Die Kurische Nehrung mit ihren einzigartigen Wanderdünen und vom Wind täglich neu gestalteten Sandformationen hat schon Generationen von Literaten, Künstlern und Fotografen fasziniert und inspiriert. Früher gehörte der 96 Kilometer lange Dünenstreifen der Nehrung zu Ostpreußen, heute zu Russland und Litauen.
Mizgiris hat die Geschichte der Kurischen Nehrung erlebt als eine Geschichte vom Kampf des Menschen mit dem Sand. Die Ostsee wirft den Sand ans Ufer, der Wind hebt ihn auf und bläst ihn zu einer riesigen Wanderdüne zusammen. Wenn der Mensch keine Vorsorgemaßnahmen trifft, wird sein Haus von dem umhertreibenden Sand zugeweht. In seinem Buch Wind und Sand (2000) schreibt der Fotograf: »Man braucht Geduld, um den Augenblick abzupassen, wenn das Wunder der Entstehung von Meer, Wind, Sonne und Wolken in den Sandfeldern geschieht. Man muß warten, bis eine Wolke sich über den Dünen formt und bis der Schatten dorthin zieht, wo man ihn braucht. In den Dünen habe ich meine Wege, meine Jagdgründe. Ich spüre, wie die Dünen leben – sie sind wirklich lebendig. […] Die wirklichen Fossilien sind Millionen von Jahren alt – meine nur wenige Augenblicke. Es ist die Natur selbst, die all das ganz unerwartet wiederholt.«
Im Zentrum der IV. Ausstellung der Reihe 100 jahre bauhaus steht das fotografische Werk des litauischen Bernsteinsammlers und Fotografen Kazimieras Mizgiris (* 1950), der die Dünenformationen der Kurischen Nehrung kennt wie kaum ein anderer. Über Jahrzehnte hinweg besucht er früh am Morgen mit seiner Kamera – vorwiegend im Frühling und Herbst – die direkt vor seiner Haustür liegenden Wanderdünen der »Baltischen Sahara«. Seine Aufnahmen bizarrer Formationen, urzeitlichen Tieren ähnelnd, gestaltet durch das Zusammenspiel von Wind, Sand und Eis, sind auch deswegen einzigartig, weil sie sehr kurzlebig sind.

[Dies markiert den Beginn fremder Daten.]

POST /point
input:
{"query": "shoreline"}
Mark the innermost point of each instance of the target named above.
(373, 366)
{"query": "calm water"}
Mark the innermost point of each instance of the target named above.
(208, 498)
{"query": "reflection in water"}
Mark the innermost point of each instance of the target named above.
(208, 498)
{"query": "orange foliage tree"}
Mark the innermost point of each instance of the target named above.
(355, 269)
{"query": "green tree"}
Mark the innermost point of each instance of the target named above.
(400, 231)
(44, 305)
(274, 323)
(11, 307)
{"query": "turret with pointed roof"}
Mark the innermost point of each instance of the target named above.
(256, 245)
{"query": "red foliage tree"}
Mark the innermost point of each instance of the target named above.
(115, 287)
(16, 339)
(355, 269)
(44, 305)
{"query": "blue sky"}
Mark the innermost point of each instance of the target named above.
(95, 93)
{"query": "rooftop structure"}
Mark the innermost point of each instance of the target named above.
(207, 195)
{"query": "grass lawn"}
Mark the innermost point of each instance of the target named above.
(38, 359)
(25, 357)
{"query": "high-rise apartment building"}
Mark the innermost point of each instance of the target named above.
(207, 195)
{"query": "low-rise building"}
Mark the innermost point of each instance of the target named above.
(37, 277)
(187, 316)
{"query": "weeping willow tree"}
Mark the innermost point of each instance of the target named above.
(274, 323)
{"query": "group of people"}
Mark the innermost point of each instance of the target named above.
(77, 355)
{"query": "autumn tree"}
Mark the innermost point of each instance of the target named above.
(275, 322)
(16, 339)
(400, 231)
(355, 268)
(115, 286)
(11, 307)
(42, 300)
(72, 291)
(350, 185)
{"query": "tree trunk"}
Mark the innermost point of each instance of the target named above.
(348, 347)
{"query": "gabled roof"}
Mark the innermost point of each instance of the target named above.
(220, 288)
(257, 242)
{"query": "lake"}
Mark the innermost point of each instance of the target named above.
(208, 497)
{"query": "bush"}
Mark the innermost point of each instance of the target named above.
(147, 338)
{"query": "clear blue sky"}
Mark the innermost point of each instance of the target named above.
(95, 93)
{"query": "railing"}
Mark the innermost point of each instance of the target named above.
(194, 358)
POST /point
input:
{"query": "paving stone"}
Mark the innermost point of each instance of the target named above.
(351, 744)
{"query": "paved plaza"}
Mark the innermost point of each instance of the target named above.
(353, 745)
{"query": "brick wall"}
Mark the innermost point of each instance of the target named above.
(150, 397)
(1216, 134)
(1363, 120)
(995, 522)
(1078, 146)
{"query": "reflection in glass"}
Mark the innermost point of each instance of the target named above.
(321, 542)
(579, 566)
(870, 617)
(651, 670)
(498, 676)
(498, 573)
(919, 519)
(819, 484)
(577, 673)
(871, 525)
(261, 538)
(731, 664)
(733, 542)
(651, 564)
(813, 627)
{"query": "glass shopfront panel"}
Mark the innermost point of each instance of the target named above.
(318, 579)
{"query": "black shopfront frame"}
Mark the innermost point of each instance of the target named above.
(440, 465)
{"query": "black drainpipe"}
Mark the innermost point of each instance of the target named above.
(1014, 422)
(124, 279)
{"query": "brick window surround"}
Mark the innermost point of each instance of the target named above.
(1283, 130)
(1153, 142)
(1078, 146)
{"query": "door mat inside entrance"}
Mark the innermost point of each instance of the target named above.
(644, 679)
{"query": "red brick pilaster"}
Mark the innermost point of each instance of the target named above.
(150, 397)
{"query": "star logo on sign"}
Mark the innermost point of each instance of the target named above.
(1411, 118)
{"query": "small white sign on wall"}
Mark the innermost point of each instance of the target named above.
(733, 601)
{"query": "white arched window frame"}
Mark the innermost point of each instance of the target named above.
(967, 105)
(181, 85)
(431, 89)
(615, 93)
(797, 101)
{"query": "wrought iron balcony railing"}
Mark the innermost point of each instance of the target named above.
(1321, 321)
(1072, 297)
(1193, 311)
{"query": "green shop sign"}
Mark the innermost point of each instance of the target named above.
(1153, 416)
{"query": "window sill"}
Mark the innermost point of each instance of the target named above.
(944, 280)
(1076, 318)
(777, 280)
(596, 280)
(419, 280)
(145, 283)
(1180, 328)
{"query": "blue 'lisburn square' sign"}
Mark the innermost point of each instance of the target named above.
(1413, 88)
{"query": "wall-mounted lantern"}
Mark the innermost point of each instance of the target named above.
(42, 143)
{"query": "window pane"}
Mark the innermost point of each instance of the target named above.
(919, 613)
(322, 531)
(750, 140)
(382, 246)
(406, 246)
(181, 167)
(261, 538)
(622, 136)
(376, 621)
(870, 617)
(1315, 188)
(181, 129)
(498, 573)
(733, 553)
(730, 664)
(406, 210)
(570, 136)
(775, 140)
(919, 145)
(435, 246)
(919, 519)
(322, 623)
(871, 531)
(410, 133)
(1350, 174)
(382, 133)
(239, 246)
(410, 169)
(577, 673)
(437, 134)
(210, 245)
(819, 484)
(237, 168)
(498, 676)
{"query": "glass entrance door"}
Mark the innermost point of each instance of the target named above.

Sie entstehen, wenn das im Sand gefrorene Wasser im Frühjahr taut und Eissandstelen zurück bleiben, die im Laufe des Tages durch die Sonneneinstrahlung schmelzen, durch den Wind abbröckeln und schließlich in sich zusammenfallen.
Dem gegenüber gestellt werden Alfred Ehrhardts abstrakte Aufnahmen von der Kurischen Nehrung aus dem Jahr 1934, die im Gegensatz zu Mizgiris‘ Bildern das strenge Formenvokabular eines am Dessauer Bauhaus geschulten Strukturalisten aufweisen. Wie in seinem 1938 erschienenen Buch Die Kurische Nehrung beschrieben, wollte er weniger »eine ›schöne‹ Landschaft zur Darstellung bringen, als vielmehr die Größe einer Landschaft erschließen, die noch unberührt und urhaft ist. […] Die Natur ist in ihrer kristallisch klaren Formensprache allzeit der größte Lehrmeister der Menschen gewesen«. Während Ehrhardt versucht, den Gesetzmäßigkeiten der Formenbildung auf den Grund zu gehen, suggeriert Mizgiris in seinen Fotografien die Verwandtschaft der Formen mit urzeitlichen Gebilden, um das Überzeitliche dieser sich ständig wandelnden Nehrungslandschaft zu charakterisieren. Beide Fotografen drücken ihre Faszination für die Naturformen dieser außergewöhnlichen Urlandschaft aus.
Zur Ausstellung erscheint die Publikation Kazimieras Mizgiris. Wind + Sand. Kurische Nehrung im Kehrer Verlag.